Thanks very much, Ann! I imagine hearing live music in the park is just rare enough that that little one was enchanted.Kind of made me feel like the Pied Piper, ha!
What a special, joyful moment! I’m trying to imagine the sound of a flute outdoors – it must be heavenly. You never know when two lives will meet in such an unexpected and wonderful way. 💙
What a happy notion, Barbara — thank you for pointing it out to me! As an introvert, it’s hard to “perform” outside where people can listen to me as I try to learn my new instrument. If even one person enjoys it, I’m pleased!
Way to go, Debbie. Your dedication to your flute is impressive!

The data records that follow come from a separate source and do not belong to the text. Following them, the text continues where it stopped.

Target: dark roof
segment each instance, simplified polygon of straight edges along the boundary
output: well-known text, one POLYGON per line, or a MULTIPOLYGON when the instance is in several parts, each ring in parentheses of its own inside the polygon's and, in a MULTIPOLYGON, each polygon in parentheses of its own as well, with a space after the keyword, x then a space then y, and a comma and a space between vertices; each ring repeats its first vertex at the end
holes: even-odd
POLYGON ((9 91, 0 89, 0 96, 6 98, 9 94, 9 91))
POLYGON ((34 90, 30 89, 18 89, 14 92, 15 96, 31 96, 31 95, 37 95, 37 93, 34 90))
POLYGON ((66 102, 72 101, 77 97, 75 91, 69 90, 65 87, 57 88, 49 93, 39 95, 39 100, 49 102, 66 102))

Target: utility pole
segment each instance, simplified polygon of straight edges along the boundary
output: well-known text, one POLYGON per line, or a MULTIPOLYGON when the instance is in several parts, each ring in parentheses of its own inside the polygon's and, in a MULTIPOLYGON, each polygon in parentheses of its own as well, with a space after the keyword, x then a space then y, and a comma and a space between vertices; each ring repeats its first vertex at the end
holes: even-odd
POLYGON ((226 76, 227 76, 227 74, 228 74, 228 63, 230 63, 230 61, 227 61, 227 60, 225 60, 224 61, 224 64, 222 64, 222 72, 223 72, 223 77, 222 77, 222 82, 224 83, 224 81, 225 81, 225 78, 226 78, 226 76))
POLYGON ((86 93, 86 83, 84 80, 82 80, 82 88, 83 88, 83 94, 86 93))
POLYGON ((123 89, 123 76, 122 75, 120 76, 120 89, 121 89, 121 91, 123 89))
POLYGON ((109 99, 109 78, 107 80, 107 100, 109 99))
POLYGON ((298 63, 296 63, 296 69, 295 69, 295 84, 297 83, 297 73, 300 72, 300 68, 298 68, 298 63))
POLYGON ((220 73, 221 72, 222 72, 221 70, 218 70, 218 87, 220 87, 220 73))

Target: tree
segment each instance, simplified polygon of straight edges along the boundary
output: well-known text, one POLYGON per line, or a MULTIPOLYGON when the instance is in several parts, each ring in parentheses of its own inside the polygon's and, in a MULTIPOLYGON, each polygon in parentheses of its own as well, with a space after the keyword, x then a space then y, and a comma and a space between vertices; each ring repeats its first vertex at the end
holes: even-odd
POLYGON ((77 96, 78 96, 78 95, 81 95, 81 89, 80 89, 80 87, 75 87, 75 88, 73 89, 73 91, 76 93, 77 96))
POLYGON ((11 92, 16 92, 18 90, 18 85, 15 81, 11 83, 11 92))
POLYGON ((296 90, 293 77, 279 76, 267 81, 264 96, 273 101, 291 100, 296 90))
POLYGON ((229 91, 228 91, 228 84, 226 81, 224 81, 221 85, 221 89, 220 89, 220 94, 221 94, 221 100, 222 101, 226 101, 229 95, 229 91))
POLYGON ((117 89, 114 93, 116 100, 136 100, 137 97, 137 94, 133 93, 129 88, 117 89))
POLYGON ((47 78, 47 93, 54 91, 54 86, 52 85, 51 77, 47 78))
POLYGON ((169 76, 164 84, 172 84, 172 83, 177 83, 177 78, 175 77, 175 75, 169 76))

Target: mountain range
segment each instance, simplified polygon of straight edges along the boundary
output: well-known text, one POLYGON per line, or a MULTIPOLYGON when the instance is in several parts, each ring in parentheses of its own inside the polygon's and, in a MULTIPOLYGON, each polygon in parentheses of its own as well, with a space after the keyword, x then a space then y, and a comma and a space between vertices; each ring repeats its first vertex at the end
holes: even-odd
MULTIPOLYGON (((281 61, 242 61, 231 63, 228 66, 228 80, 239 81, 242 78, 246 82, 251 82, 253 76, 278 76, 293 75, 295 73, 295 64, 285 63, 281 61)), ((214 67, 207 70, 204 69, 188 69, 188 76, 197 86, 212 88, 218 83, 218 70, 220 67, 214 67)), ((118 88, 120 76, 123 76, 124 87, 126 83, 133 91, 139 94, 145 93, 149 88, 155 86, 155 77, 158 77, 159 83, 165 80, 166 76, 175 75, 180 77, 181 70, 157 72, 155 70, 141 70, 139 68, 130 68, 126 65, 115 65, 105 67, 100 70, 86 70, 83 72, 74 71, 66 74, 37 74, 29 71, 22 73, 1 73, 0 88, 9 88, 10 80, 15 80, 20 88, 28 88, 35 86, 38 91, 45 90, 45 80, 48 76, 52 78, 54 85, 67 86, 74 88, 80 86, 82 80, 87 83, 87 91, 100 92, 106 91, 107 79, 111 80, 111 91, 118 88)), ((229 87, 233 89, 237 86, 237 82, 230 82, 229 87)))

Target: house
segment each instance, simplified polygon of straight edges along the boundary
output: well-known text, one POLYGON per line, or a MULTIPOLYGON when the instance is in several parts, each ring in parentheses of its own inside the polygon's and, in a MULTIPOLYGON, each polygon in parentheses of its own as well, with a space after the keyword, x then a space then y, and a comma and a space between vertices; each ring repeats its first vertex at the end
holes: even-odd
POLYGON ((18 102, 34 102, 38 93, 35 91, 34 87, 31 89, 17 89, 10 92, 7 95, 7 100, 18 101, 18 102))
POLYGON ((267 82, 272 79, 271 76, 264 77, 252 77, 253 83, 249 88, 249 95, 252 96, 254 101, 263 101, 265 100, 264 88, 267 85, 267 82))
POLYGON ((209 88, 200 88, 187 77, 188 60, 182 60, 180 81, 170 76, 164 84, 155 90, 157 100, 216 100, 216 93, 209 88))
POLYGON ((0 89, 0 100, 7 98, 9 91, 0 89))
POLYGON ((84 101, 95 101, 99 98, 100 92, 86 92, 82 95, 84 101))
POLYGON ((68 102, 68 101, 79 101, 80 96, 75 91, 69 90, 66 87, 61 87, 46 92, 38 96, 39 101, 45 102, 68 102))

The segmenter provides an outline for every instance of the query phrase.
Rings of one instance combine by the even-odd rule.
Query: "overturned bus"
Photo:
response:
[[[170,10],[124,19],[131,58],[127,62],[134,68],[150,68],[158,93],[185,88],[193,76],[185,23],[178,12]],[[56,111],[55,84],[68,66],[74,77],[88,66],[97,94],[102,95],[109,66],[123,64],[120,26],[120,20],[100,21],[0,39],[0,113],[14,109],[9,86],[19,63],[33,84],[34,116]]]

My violinist mama always said, “practice makes perfect,” but when I tried to learn the violin later in life it just screeched (and screeched!) I played flute in high school marching band and later took it with me overseas as a way to decompress after crazy days. May your flute continue to give you (and others) much joy! Blessings – Virginia
Aw, gee, thanks, Virginia! It’s hard — no one but another flute player understands how much AIR it takes to blow a flute! But yes, practice is key and a great way to decompress!!